Last night in class my Professor was outlining the “stages of friendship.”

She pointed out that kids in elementary school generally think of friends as people who they spend a lot of time with, or are similarly aged to them, OR are people who they see a certain reward involved with interacting with them

Immediately I was catapulted back to 2nd grade. My mother was the ultimate CHAMPION of making me have play dates with kids from my class that I didn’t really want to have play dates with. I have distinct memories of her explaining to me that I had to play with some people sometimes to be nice, because they didn’t have that many friends.

And obvs I hated this.

I remember one girl from class, Jenna, the same Jenna  who in first grade cornered me in the bathroom and told me that the pope was going to come and whisk me off to hell because I didn’t believe in Jesus. Jenna if you’re reading this, I’m sorry, you may be a very lovely person now but in elementary school you were simply not my cup of tea.

Jenna had come to Forest Park Elementary with one, very well established, best friend forever, this girl named Kathy. Their mothers were friends and they had, up until kindergarten, grown up together. Of course, as things tend to happen, Kathy branched out and added some more friends to her circle whereas Jenna was content to never have another friend ever other than Kathy. Que sera, sera.

So, my mother, being the altruist that she was, accepted playdates from Jenna’s mother, which I typically loathed. The only reason I would ever go willingly to Jenna’s house was when I knew her mother would be home. There was a very good reason for this….

My reward.

See, Jenna had an older brother and a whole treasure trunk full of his hand me down halloween costumes, supplemented with her own former ballet and ice skating costumes.

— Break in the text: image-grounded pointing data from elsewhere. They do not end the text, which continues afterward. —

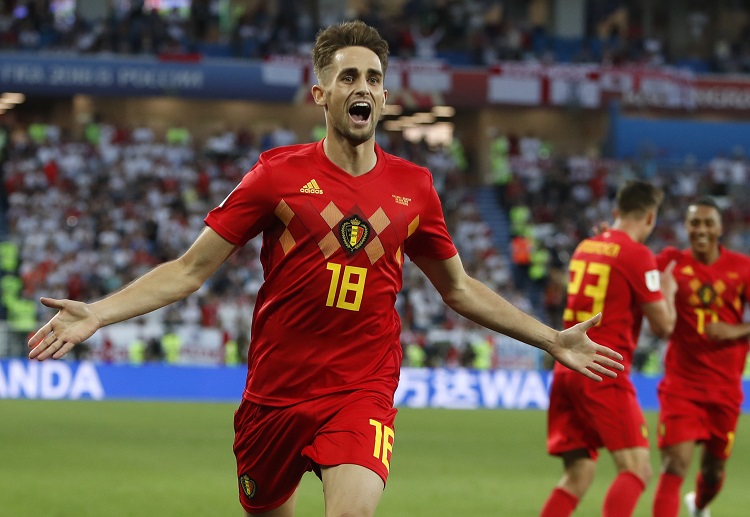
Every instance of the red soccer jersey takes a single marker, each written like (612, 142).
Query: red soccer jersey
(694, 365)
(614, 275)
(332, 256)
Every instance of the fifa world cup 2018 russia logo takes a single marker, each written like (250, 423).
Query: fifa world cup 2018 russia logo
(354, 232)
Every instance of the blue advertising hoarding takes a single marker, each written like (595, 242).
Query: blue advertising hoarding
(61, 75)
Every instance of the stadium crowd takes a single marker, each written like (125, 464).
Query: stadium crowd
(464, 32)
(91, 213)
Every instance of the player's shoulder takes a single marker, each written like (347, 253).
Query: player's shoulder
(735, 257)
(402, 166)
(669, 253)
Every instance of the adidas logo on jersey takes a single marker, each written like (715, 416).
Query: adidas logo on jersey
(311, 188)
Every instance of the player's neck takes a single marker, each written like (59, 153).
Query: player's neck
(633, 229)
(354, 159)
(707, 257)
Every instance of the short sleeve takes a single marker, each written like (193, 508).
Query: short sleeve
(247, 210)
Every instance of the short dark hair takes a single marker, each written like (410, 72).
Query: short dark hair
(636, 197)
(706, 201)
(347, 34)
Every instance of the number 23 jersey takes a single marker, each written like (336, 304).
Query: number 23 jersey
(332, 256)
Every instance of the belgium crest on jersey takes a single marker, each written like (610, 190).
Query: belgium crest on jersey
(354, 232)
(706, 294)
(248, 486)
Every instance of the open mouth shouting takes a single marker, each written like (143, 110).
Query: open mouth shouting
(360, 113)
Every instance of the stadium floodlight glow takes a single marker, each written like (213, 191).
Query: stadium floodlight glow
(443, 111)
(12, 98)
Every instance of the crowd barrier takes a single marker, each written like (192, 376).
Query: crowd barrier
(457, 388)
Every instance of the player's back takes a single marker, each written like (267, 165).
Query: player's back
(615, 275)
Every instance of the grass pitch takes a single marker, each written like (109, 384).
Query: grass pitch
(63, 458)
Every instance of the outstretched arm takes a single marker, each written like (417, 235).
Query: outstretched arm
(477, 302)
(76, 321)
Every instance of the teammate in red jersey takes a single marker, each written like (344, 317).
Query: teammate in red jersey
(616, 274)
(701, 392)
(338, 218)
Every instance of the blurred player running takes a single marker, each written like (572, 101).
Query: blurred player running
(616, 274)
(701, 391)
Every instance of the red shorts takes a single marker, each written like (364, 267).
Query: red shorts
(275, 446)
(584, 414)
(682, 419)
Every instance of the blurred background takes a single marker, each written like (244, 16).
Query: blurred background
(123, 123)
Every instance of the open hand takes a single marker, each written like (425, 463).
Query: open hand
(575, 350)
(75, 322)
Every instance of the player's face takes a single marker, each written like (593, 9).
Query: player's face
(354, 94)
(703, 225)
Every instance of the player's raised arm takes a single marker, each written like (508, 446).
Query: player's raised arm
(76, 321)
(477, 302)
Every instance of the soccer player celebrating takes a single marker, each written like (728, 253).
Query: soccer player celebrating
(616, 274)
(338, 218)
(701, 391)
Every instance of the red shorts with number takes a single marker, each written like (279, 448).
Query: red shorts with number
(275, 446)
(584, 414)
(683, 419)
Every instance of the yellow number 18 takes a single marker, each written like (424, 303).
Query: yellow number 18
(340, 294)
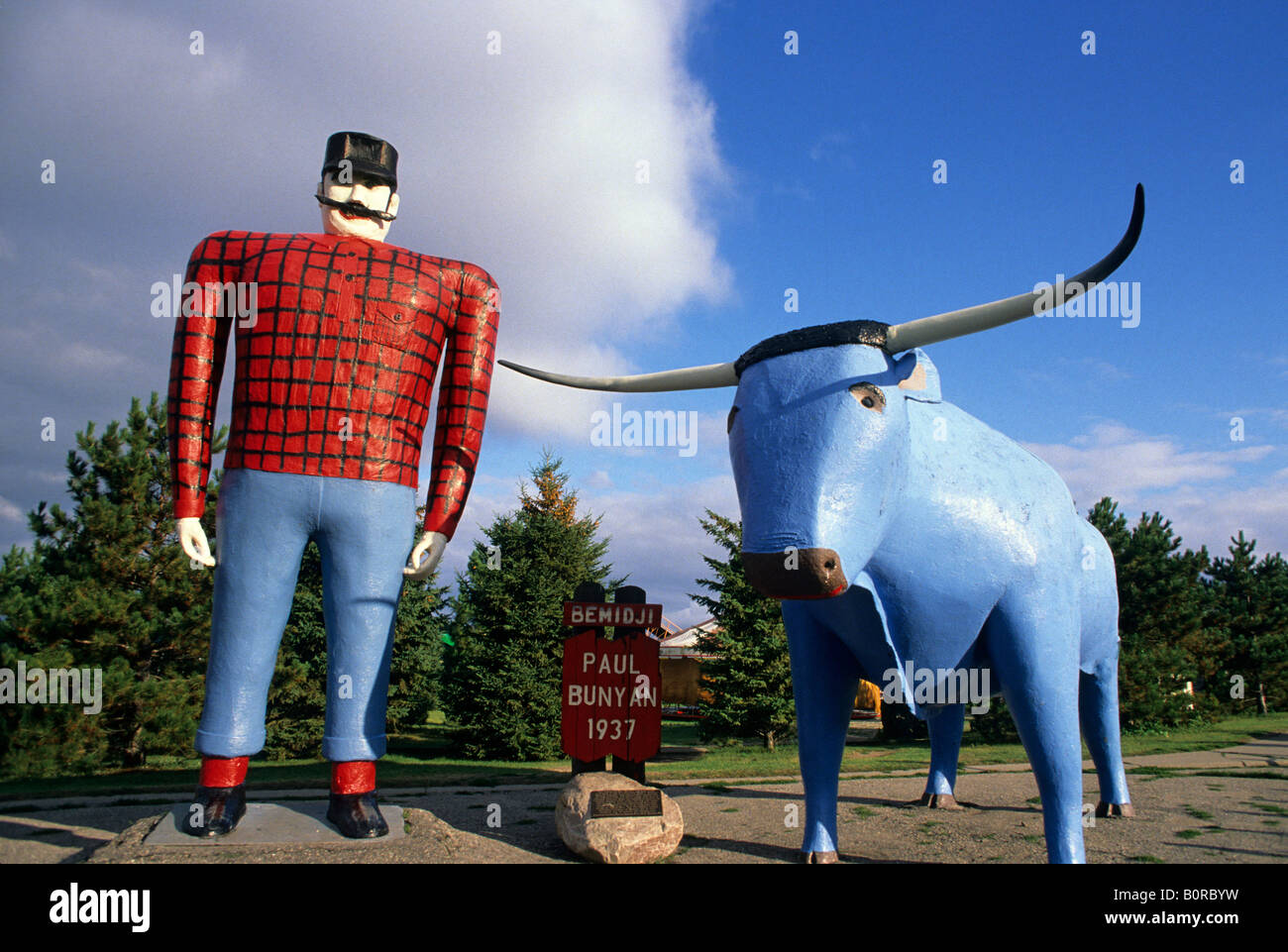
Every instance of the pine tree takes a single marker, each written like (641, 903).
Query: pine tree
(1164, 621)
(107, 586)
(1253, 600)
(502, 678)
(748, 681)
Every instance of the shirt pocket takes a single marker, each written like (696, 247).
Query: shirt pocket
(391, 324)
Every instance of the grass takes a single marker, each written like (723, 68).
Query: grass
(424, 759)
(1270, 808)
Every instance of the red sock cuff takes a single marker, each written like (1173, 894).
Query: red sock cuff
(353, 776)
(223, 772)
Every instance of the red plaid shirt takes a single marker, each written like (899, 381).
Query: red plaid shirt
(336, 365)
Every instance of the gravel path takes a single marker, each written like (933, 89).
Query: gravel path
(1186, 818)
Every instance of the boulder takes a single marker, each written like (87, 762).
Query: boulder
(614, 839)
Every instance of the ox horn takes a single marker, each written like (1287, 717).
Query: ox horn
(954, 324)
(682, 378)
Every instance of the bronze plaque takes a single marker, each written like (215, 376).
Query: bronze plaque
(625, 802)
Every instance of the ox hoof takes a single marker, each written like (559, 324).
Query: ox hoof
(1104, 809)
(940, 801)
(829, 857)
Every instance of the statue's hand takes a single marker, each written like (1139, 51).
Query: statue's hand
(192, 537)
(433, 544)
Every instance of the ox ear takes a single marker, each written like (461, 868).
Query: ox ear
(918, 378)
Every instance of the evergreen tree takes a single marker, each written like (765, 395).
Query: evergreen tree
(1253, 601)
(502, 677)
(296, 701)
(1164, 621)
(107, 586)
(748, 681)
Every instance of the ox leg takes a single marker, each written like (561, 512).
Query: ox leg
(1098, 704)
(945, 740)
(824, 681)
(1034, 648)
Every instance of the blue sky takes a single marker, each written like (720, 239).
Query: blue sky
(767, 171)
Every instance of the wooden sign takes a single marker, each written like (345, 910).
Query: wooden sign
(612, 613)
(610, 688)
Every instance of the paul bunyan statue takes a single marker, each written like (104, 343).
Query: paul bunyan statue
(331, 391)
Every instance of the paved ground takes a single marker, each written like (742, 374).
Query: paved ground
(1189, 818)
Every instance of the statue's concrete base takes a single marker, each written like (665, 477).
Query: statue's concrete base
(282, 823)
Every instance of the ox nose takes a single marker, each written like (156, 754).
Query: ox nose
(803, 574)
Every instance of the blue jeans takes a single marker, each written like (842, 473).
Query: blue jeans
(362, 528)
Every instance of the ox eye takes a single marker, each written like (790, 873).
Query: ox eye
(868, 395)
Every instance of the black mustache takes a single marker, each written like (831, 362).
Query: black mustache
(356, 208)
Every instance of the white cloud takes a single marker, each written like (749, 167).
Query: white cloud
(526, 162)
(1209, 495)
(1115, 460)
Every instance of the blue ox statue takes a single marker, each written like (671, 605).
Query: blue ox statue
(902, 534)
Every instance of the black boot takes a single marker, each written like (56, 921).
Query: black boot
(357, 815)
(220, 809)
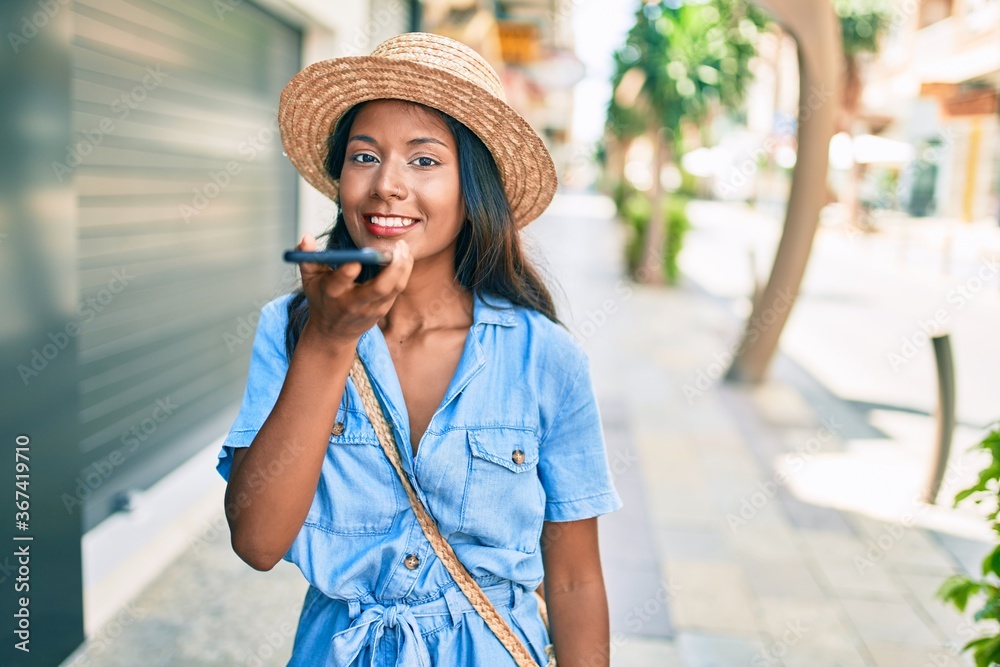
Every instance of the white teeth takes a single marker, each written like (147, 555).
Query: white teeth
(391, 222)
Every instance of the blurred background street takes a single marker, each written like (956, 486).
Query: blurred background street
(777, 235)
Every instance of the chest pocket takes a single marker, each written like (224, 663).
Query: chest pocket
(356, 494)
(504, 502)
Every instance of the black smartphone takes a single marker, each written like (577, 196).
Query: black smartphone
(338, 257)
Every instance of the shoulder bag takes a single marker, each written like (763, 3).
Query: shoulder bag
(445, 553)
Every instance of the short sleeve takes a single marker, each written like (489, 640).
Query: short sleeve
(268, 367)
(573, 460)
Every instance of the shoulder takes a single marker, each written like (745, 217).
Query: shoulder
(275, 311)
(547, 344)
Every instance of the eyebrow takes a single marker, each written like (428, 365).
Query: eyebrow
(412, 142)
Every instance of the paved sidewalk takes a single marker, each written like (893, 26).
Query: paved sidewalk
(713, 561)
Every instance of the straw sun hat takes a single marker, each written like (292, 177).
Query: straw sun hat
(430, 69)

Jenna’s mother (god bless her for knowing how to bribe children into being her daughter’s friend.) would devise for us, a game of “Halloween” wherein we would spend some time dressing up in different costumes and then we would venture down to the kitchen and we would “Trick-or-Treat.”

aka Jenna’s mom would hold out a plastic pumpkin from the top of the fridge filled with candy. We would fill our hands up with treats, run back upstairs, eat them, and then find a new costume and start the process all over again.

I enjoyed this a lot. Possibly more than the average kid, because it felt as if we never had candy at our house! I liked it so much that I tricked myself into believing, for awhile, that I actually did enjoy playing with Jenna. I have memories of more than one afternoon spent pretend trick-or-treating in her kitchen. I also recall one time where I had recruited more girls from our class to come to her house, after a grand opus of candy filled expectations. But eventually the novelty of the reward ran out, and nothing, not even promises of unlimited starbursts and sweet-tarts could make me wanna go to Jenna’s house for a playdate.

Sigh.

Nothing gold can stay, Ponyboy. Nothing gold can stay.